Come on feel the nonce - CTFZone quals 2023
The attack is outlined in this paper: https://eprint.iacr.org/2019/023.pdf
As well as this accompanying video: https://www.youtube.com/watch?v=6ssTlSSIJQE
In main.go we see the nonces are only 64 bits:
k := new(big.Int).SetUint64(nonce)
from hashlib import sha256
from Crypto.Util.number import long_to_bytes
import base64
def basis():
t1 = r1 * pow(s1, -1, q)
t2 = r2 * pow(s2, -1, q)
t3 = r3 * pow(s3, -1, q)
a1 = h1 * pow(s1, -1, q)
a2 = h2 * pow(s2, -1, q)
a3 = h3 * pow(s3, -1, q)
basis = [ [q, 0, 0, 0, 0],
[0, q, 0, 0, 0],
[0, 0, q, 0, 0],
[t1, t2, t3, B/q, 0],
[a1, a2, a3, 0, B]]
return Matrix(QQ, basis)
def attack():
M = basis()
k = M.LLL()[1][0]
d = (s1*Mod(k, q) - h1) * pow(r1, -1, q)
return d
def decrypt(enc, priv):
res = bytearray()
data = base64.b64decode(enc.encode())
st = sha256(long_to_bytes(int(priv))).digest()
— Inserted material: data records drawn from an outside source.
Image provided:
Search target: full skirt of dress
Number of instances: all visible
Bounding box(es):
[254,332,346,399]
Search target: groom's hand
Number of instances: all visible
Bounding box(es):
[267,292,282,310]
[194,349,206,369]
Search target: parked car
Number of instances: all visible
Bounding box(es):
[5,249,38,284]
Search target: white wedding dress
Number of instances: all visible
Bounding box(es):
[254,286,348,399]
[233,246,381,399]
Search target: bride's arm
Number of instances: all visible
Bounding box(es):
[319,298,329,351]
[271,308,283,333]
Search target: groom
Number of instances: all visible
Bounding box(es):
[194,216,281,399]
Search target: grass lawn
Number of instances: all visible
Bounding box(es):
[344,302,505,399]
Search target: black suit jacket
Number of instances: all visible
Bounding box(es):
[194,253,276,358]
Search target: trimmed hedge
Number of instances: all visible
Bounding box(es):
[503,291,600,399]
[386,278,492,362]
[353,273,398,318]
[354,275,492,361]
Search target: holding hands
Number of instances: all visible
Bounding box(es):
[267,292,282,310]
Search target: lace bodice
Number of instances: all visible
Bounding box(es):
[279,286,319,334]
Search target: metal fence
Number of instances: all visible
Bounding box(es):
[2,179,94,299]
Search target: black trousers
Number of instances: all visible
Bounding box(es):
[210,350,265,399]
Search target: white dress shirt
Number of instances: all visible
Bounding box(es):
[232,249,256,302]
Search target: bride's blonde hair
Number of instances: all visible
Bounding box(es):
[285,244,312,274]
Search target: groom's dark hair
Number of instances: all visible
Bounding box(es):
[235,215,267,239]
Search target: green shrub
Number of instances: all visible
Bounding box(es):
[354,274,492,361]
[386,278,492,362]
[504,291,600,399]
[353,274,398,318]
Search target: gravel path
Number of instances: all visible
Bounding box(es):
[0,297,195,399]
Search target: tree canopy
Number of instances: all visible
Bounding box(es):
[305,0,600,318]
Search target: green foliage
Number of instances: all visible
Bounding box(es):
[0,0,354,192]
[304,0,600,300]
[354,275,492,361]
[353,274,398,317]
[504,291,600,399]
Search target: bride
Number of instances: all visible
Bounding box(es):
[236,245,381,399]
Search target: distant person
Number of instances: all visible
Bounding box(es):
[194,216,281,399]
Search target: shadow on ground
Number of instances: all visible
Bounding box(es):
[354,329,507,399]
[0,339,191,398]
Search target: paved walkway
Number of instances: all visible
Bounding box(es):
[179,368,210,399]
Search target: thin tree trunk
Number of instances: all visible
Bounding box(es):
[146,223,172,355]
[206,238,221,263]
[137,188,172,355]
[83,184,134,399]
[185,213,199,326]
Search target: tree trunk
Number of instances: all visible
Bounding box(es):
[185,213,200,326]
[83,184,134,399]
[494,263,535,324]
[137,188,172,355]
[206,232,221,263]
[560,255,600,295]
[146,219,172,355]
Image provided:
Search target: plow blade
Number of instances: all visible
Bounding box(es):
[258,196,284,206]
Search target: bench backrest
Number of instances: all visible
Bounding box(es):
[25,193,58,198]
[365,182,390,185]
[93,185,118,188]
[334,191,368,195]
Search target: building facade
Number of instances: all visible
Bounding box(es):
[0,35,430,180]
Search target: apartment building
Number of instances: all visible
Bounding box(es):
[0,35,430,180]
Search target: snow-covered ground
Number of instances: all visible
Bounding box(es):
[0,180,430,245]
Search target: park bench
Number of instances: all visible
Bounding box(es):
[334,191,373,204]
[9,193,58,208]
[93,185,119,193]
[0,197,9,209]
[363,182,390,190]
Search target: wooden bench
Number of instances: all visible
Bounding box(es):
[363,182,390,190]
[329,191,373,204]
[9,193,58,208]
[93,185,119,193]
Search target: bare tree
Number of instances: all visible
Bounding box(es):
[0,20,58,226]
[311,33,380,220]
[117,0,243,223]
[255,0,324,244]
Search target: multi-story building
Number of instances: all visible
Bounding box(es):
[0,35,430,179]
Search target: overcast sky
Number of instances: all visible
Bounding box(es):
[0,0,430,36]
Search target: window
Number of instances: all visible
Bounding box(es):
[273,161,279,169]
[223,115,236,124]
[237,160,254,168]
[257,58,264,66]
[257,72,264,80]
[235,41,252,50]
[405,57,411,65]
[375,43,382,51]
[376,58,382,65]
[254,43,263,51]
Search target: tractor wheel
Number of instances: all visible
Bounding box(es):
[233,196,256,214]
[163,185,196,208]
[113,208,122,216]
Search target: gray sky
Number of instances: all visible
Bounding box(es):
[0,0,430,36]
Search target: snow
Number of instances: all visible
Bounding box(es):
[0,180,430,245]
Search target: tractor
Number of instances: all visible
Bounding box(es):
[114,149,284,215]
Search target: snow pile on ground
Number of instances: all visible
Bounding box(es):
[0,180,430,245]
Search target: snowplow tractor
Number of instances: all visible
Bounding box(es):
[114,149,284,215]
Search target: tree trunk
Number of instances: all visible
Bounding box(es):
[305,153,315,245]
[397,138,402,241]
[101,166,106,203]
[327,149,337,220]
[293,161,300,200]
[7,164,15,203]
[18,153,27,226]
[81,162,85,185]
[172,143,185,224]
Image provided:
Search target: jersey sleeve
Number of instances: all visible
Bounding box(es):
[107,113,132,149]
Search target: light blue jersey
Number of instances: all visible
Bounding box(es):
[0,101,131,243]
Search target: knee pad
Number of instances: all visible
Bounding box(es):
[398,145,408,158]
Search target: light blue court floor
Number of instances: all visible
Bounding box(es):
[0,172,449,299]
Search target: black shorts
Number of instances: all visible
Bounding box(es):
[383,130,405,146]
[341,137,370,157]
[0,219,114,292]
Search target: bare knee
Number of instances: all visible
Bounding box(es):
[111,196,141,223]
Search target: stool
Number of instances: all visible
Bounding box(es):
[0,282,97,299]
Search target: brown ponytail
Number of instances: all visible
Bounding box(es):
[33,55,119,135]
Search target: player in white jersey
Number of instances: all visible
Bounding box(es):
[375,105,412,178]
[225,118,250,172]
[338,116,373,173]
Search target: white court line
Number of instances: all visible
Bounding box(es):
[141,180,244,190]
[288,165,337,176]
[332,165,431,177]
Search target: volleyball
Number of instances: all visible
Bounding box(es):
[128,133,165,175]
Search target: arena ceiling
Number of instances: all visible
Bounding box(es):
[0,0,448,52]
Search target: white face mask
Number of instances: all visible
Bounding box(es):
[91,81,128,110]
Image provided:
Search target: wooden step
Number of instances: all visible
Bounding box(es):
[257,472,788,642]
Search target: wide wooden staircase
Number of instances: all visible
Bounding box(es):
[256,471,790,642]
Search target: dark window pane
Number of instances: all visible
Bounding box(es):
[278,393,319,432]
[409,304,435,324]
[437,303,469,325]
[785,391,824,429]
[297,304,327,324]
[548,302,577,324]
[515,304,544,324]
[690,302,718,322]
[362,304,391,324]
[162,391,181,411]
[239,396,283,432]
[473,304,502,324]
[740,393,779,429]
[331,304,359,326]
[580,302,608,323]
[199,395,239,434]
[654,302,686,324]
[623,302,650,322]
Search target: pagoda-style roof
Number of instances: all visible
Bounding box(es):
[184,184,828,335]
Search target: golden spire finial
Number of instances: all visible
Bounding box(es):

for i, b in enumerate(data):
res.append(b^^st[i])
return res.decode()
h1 = 106132995759974998927623038931468101728092864039673367661724550078579493516352
r1 = 18051166252496627800102264022724027258301377836259456556817994423615643066667
s1 = 92640317177062616510163453417907524626349777891295335142117609371090060820235
h2 = 7879316208808238663812485364896527134152960535409744690121857898575626153029
r2 = 115471704120523893976825820273729861954380716558612823937677135779401972000099
s2 = 88253444681758261894850337672595478098707689792795126664973754773335910861625
h3 = 108514392945691456671012287741933342528603208652973703270072343215378534310088
r3 = 17273357182041772804140680226822003503928964298970616439008405277082716423350
s3 = 65509764364537601259350672638899752182831914240350569385339863955089362099960
q = 0xffffffff00000000ffffffffffffffffbce6faada7179e84f3b9cac2fc632551
B = 2**64
enc = "hOtHc2dafgWuv2nHQDGsoGoF+BmDhy3N0seYgY9kVnw="
d = attack()
print(decrypt(enc, d))
The above lattice used a Kanan SVP approach taken directly from the paper, but I will try show both both a CVP and SVP approach now.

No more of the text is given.